El caso de Claude R. Eatherly es revelador: El seis de agosto de 1945 fue el encargado de confirmar que el cielo de Hiroshima estaba despejado para que un segundo avión nivelara la ciudad a ras del suelo, cremando instantáneamente a 92,000 personas. Al parecer, después de contemplar el gran hongo sobre la ciudad japonesa, sufrió una dramática transformación: Guardó silencio por varios días y cuando regresó a los Estados Unidos rechazó ser vitoreado como héroe. Se sabe que enviaba constantemente cheques a Hiroshima con notas de exculpación e intentó suicidarse. Visitaba con frecuencia tribunales, donde exigía ser tratado como asesino de miles de personas. Aunque seguramente sufría de trastornos psíquicos (estas razones lo llevaron a un hospital psiquiátrico militar), el filósofo Günther Anders, con el que sostuvo correspondencia, afirmaba que la naturaleza del daño de Eatherly no era mental, sino moral. Confiado en el poder terapéutico del arrepentimiento, Anders le propuso un gesto simbólico: enviar un mensaje a las víctimas en el que dijera: “No más Hiroschimas”.

Por su parte, Dan Bar-On, un eminente psicólogo israelí, publicó en su libro El peso del silencio, un análisis de las entrevistas que sostuvo con hijos de criminales nazis, quienes asumieron la terrible herencia de múltiples formas: Algunos buscaron ser lo contrario del padre, para “lavar su culpa”; otros desearon convertir en un infierno la vida de sus padres para tomar sobre sus espaldas la justicia que fue demasiado generosa con ellos o la desilusión por no haber estado sus progenitores a la altura de lo que se podía haber esperado –por lo menos que mostraran arrepentimiento; decidieron desimplicarse del asunto: “yo nací después” o bien se identificaron con algún rasgo connotado del padre. De una u otra manera no han podido vivir su vida en tranquilidad: El peso de la responsabilidad, ya sea para asumirla o exculparse, está ahí siempre presente.

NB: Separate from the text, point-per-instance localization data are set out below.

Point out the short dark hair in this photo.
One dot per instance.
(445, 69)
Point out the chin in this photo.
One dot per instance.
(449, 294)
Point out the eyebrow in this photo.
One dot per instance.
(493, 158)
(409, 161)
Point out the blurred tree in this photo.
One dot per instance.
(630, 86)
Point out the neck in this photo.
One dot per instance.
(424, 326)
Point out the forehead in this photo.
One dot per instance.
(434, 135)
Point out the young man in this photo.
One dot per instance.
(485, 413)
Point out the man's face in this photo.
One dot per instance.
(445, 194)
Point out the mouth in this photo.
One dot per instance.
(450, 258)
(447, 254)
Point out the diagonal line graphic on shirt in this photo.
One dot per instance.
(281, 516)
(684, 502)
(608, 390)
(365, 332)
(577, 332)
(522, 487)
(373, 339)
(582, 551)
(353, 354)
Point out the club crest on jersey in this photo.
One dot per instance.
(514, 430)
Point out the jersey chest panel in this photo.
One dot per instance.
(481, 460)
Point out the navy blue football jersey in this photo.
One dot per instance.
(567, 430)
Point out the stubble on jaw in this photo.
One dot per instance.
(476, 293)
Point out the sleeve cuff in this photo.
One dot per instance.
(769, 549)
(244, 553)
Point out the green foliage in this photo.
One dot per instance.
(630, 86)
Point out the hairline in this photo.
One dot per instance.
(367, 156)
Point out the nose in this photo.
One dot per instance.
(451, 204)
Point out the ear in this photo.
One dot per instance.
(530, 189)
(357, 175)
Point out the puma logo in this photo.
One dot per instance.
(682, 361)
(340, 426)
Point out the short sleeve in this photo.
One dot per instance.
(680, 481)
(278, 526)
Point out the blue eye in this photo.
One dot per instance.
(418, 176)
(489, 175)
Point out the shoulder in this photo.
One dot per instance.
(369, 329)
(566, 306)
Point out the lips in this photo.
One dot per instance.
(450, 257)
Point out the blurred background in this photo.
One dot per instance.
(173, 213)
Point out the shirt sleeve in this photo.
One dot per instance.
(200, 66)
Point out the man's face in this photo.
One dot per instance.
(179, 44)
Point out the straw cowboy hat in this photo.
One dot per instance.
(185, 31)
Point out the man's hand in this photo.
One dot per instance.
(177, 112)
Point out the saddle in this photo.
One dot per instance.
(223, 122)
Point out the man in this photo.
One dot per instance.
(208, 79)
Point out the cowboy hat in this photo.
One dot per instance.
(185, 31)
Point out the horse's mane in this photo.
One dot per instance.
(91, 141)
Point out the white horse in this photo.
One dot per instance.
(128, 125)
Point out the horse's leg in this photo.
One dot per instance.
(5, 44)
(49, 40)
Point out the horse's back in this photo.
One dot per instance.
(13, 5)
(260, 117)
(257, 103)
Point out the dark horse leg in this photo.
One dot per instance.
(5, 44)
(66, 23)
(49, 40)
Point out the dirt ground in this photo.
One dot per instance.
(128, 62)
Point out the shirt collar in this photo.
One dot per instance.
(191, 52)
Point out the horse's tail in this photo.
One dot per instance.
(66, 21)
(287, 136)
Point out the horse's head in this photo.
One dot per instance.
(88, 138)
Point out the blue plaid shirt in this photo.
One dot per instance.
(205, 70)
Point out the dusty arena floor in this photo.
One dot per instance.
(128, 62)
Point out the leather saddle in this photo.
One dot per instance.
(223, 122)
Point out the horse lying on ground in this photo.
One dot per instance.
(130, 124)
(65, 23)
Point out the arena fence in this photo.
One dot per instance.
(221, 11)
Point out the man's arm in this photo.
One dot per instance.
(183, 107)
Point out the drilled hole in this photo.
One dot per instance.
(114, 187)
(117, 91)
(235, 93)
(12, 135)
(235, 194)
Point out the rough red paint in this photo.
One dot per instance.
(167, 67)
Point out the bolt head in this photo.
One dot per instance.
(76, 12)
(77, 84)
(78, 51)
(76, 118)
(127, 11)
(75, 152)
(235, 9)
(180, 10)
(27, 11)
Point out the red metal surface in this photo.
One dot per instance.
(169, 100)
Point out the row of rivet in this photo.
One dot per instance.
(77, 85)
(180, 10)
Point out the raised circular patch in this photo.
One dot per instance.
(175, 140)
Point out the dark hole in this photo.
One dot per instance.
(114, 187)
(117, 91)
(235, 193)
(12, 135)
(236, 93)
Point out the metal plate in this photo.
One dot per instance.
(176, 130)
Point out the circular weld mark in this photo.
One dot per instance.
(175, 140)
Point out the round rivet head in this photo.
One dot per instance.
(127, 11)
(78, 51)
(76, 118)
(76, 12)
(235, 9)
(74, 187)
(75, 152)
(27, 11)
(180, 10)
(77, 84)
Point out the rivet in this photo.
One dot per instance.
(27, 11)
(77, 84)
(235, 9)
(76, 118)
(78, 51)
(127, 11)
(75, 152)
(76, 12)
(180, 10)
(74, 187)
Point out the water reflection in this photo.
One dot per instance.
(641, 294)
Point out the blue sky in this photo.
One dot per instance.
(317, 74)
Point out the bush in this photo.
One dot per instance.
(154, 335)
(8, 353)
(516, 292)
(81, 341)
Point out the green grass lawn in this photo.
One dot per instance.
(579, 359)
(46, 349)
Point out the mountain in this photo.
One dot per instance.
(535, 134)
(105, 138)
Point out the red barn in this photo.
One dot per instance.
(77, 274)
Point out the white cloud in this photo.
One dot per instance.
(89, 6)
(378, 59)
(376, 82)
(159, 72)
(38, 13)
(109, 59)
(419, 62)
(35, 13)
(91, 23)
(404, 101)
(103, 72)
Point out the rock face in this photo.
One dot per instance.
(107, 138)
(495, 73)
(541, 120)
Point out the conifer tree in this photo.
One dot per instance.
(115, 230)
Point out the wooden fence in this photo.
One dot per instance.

La reconstrucción de las devastadas ciudades europeas durante la Segunda Guerra Mundial o el nuevo proyecto arquitectónico que suplirá a las torres gemelas en la Zona Cero de Nueva York no es una manifestación de la recuperación psíquica o espiritual de quienes han sufrido de un bando u otro. La violencia deja cicatrices en lo más hondo de las personas, muy difíciles de extirpar. En las guerras no existe venganza, como lo subraya George W. Bush, todos los involucrados sufren. Por ello, la sociedad norteamericana debería sumarse a las voces de todo el mundo con un rotundo “No a la guerra”, a riesgo de perder aún más su tranquilidad y estabilidad emocional.